What could have been done differently

Show me how you’d do anything different” says John Key about the Rena disaster. Let me count the ways.



Increase the liability limit as recommended in 2008.


In 2008, the select committee recommended that the maximum liability of a shipping company be doubled in line with international law. The briefing to the incoming minister that Steven Joyce got in the same year recommended updating hte Maritime Transport Act, including updating the maximum liabilities. Joyce did nothing.

Get specialist vessels as recommended in 2010.

After the Deepwater Horizon disaster, the Maritime Union recommended that New Zealand get one of more vessels with oil response capacity – the the Swedes and Norwegians, among others, have. Gerry Brownlee agreed with them but nothing was done. In February this year, Thompson Clarke presented a report to Maritime New Zealand recommending they reorganise the kit they did have and get more, saying:

“Time is the essence in spill response operations and it is essential that on site response agencies have access to equipment that is not only effective but of a size and weight that facilitates quick deployment if the potential effects of an oil spill are to be mitigated successfully at an early stage. The recommended changes are likely to incur capital expenditure of about NZ$2.4m on new equipment and a write off of about NZ$0.4m of obsolete equipment.”

Nothing was done. In fact, National cut Maritime New Zealand’s policy budget, depriving it of the capacity to reorganise itself in light of the recommendations and collect all the levies it was entitled to to fund new equipment (of course, those were just ‘back office’ jobs)

Get the Awanuia there quicker than 4 days.

The Awanuia is able to pump oil off the Rena. For the first 60 hours, she just sat in port at Auckland. Then, she had to go up to Mardsen Point to offload her oil before going to the Rena. Just stupid.

Get salvors there quicker than 4 days.

The Netherlands is just about as far away in the world as you can get from Tauranga. It took 4 days for the salvors to get here. In fact, when the Awanuia eventually showed up at the Rena, it couldn’t pump off oil because the salvors weren’t there yet.

It’s clear that the operation under the ship’s owners and loosely monitored by Maritime NZ was operating on far too leisurely a timeframe. From which we can draw a broader lesson, that the Nats will never accept: don’t leave the handling of nationally important events to private sector organisations. Their interests are always going to be different from the country’s – they’re not going to pay out to avoid costs that fall on broader society, not them.

Don’t turn down useful offers of assistance

The Lancer inflatable barges should have been out there mopping up oil as it was coming out. Maritime New Zealand ignored the offer due to what appears to be simple incompetence but the government knew the barges were on offer. If I was Key, I would have banged heads together and got them out there.

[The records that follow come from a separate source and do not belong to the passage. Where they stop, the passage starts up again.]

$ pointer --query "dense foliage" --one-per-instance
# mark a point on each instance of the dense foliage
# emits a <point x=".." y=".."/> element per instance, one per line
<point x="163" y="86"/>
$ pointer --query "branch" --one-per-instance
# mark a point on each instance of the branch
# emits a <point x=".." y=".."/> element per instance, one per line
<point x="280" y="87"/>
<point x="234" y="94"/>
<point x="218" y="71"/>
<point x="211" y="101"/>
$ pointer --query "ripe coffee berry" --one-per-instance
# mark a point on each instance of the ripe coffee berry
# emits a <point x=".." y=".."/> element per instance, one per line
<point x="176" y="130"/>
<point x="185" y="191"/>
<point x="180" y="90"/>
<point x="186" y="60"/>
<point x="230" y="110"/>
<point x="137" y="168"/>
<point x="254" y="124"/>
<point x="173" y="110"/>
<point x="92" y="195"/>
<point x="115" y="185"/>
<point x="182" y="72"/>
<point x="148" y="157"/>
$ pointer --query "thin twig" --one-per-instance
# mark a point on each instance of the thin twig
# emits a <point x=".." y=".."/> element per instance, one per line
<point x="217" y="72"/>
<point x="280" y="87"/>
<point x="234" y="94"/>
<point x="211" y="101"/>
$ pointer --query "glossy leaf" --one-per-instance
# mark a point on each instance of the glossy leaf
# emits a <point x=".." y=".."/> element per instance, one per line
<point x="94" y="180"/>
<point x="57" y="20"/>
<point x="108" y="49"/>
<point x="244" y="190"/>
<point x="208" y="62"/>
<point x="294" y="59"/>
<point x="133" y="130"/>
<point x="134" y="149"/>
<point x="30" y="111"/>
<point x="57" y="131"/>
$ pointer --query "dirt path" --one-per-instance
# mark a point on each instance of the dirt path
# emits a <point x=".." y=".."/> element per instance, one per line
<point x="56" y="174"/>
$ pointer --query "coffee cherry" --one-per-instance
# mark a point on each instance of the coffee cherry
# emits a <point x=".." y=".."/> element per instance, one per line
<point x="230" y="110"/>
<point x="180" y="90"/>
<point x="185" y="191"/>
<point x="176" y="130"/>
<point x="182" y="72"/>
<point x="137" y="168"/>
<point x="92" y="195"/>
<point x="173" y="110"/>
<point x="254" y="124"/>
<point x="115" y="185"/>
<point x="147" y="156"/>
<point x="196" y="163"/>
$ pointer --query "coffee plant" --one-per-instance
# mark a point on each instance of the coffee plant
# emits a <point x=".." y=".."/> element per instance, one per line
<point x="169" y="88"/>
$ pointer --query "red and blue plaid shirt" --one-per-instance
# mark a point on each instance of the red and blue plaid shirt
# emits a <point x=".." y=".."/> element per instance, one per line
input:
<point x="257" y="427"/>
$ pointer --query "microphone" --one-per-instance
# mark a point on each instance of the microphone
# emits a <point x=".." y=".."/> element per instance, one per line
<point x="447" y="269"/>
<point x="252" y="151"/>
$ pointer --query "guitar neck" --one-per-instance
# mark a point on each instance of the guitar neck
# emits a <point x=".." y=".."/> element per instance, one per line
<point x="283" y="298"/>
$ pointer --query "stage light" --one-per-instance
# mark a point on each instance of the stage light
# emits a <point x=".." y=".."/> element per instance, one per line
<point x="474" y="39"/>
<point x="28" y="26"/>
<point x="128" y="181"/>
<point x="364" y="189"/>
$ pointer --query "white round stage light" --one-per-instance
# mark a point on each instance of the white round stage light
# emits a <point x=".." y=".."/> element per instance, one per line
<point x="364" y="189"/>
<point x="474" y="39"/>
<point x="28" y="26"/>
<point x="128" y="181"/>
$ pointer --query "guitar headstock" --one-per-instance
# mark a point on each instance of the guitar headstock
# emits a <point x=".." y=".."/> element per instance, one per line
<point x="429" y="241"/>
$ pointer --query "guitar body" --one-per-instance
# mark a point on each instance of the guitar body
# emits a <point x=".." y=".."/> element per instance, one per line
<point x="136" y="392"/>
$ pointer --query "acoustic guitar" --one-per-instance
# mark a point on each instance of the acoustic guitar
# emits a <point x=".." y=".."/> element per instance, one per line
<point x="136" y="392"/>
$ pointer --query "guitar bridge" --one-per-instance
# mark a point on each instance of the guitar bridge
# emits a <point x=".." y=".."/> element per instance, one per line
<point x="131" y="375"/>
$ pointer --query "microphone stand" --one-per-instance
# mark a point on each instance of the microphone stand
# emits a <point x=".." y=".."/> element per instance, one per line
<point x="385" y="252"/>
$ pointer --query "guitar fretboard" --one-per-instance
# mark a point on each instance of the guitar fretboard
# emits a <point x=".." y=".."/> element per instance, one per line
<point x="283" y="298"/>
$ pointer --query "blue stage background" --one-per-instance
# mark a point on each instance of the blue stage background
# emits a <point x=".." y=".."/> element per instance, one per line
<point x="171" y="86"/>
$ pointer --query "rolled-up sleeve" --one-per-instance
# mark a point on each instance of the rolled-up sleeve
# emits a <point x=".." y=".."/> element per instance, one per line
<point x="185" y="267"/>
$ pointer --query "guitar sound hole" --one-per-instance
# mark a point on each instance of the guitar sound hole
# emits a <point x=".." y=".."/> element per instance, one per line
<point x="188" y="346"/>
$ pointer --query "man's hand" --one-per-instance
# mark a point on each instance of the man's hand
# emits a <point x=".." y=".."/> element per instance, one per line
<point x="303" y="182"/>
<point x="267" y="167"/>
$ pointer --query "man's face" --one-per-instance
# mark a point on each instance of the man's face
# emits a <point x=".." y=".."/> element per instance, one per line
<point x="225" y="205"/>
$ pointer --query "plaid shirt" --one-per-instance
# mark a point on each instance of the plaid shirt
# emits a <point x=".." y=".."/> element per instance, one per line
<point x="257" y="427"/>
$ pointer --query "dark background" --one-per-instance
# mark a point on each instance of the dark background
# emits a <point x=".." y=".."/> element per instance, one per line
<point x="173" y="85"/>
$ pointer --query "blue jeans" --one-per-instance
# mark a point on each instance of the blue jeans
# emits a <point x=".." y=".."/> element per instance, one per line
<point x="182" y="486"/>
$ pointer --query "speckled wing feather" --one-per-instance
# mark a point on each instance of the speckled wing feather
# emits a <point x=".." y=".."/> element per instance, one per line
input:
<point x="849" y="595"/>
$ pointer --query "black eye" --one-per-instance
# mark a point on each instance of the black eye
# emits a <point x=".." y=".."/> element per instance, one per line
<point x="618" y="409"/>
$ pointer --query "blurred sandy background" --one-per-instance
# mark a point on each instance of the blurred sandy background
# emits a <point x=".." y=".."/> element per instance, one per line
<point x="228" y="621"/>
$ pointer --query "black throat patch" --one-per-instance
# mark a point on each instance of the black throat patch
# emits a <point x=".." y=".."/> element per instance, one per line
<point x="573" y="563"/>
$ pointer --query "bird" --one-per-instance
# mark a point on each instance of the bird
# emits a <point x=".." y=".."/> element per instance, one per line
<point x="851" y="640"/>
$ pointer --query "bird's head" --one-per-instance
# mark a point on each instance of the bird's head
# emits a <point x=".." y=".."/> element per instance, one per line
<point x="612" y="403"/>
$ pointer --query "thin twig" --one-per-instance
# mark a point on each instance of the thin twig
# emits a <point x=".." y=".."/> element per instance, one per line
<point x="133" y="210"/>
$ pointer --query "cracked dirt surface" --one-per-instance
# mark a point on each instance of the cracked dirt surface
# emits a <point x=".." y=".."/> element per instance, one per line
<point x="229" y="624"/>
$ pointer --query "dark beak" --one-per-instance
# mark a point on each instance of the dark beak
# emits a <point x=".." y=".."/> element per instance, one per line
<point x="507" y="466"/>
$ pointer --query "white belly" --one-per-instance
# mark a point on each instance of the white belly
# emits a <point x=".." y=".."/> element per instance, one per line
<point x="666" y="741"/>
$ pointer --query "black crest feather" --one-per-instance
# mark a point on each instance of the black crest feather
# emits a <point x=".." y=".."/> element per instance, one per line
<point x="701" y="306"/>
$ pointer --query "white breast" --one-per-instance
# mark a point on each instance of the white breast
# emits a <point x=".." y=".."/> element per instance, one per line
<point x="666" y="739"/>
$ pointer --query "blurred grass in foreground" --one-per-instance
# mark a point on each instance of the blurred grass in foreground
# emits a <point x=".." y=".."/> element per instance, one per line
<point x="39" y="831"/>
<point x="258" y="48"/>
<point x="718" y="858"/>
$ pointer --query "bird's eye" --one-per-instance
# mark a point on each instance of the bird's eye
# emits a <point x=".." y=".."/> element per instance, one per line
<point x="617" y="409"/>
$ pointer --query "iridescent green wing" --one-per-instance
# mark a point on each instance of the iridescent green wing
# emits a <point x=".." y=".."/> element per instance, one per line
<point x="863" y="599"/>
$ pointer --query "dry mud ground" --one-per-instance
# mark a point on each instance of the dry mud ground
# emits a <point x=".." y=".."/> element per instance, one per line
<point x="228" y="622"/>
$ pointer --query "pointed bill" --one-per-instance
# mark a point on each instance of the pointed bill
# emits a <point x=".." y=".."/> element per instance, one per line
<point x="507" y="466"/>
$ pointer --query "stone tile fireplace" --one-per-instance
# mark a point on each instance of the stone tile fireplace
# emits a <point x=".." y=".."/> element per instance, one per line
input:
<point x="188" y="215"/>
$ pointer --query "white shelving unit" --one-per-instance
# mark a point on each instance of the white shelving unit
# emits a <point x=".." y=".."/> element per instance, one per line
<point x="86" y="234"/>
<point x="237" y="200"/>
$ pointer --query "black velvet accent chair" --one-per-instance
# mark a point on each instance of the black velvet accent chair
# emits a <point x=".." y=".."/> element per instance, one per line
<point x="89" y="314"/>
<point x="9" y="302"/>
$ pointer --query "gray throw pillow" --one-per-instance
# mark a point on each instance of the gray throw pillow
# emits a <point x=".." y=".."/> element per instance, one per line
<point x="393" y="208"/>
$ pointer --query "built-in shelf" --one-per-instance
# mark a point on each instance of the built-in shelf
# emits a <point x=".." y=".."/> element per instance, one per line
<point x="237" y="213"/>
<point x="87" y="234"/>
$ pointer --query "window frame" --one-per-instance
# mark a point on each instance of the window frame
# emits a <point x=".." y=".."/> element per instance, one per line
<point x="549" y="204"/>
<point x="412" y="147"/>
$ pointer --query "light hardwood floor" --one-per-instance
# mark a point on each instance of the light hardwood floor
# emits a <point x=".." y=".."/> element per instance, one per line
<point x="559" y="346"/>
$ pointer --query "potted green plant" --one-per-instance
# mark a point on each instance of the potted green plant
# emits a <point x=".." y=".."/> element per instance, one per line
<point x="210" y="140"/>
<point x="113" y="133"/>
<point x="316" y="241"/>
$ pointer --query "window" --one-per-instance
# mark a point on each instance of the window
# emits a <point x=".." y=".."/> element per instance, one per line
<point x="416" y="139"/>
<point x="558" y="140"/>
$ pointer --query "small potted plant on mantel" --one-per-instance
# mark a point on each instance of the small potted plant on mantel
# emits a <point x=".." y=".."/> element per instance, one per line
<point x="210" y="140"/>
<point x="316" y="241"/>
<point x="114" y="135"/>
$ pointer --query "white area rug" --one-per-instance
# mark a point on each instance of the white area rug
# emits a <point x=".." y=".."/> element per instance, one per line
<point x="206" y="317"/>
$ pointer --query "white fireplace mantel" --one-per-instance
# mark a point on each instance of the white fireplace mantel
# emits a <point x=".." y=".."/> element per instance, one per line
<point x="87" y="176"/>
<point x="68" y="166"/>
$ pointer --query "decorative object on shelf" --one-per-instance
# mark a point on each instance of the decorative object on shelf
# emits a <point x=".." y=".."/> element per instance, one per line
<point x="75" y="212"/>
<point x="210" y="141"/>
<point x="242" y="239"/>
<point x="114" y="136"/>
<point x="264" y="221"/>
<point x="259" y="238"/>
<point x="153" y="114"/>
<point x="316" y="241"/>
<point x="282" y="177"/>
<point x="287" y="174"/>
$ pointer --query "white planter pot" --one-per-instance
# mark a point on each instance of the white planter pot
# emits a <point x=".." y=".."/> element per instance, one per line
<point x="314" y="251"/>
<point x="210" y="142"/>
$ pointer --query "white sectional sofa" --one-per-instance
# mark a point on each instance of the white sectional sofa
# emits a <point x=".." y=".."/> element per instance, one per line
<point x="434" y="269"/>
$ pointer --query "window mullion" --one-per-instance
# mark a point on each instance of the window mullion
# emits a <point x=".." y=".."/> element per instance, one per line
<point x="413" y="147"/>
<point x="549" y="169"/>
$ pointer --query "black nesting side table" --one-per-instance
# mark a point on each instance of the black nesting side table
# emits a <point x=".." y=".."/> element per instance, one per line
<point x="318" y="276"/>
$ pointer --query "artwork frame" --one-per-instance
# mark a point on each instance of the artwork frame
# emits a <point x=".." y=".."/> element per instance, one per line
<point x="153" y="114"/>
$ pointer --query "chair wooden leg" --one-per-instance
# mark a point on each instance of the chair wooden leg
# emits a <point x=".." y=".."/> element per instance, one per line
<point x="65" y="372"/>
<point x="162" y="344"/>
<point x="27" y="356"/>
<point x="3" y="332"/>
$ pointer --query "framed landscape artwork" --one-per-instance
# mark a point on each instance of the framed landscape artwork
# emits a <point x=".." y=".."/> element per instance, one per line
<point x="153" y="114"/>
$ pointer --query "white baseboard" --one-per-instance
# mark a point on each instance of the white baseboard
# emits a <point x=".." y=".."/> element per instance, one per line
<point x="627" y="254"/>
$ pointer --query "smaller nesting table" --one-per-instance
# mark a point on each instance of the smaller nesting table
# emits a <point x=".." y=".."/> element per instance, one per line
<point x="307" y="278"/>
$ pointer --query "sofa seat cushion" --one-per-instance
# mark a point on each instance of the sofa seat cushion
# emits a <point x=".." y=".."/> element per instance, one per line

Organise the locals immediately.

It’s just unacceptable that locals were left to fend for themselves until training was offered on Day 8. Especially when as early as Day 2 Steven Joyce was saying that oil would be coming ashore

Put a moratorium on deepsea drilling.

It is simply indefensible to push ahead with deepsea drilling in these circumstances given the known risks and our manifest lack of capacity to manage a spill.

Replace Steven Joyce

Last week, I said that taking Joyce off the Rena would be seen as making the election campaign a higher priority but that, actually it would the management of Rena that he would be doing a favour. It’s palpably evident that Joyce is not the man for the job. He’s a small time former business owner who got hustled out of his own business and that mentality shows.

Rather than driving the operation and demanding better, he has made himself excuse-maker- and condescender-in-chief. He spends his time smirking and telling locals to “take deep breaths” and calling journalists “armchair critics

So, that’s what I would have done differently, Mr Key. But keep on saying nothing could have been improved upon if you like. No-one believes you and it’s costing you votes every day.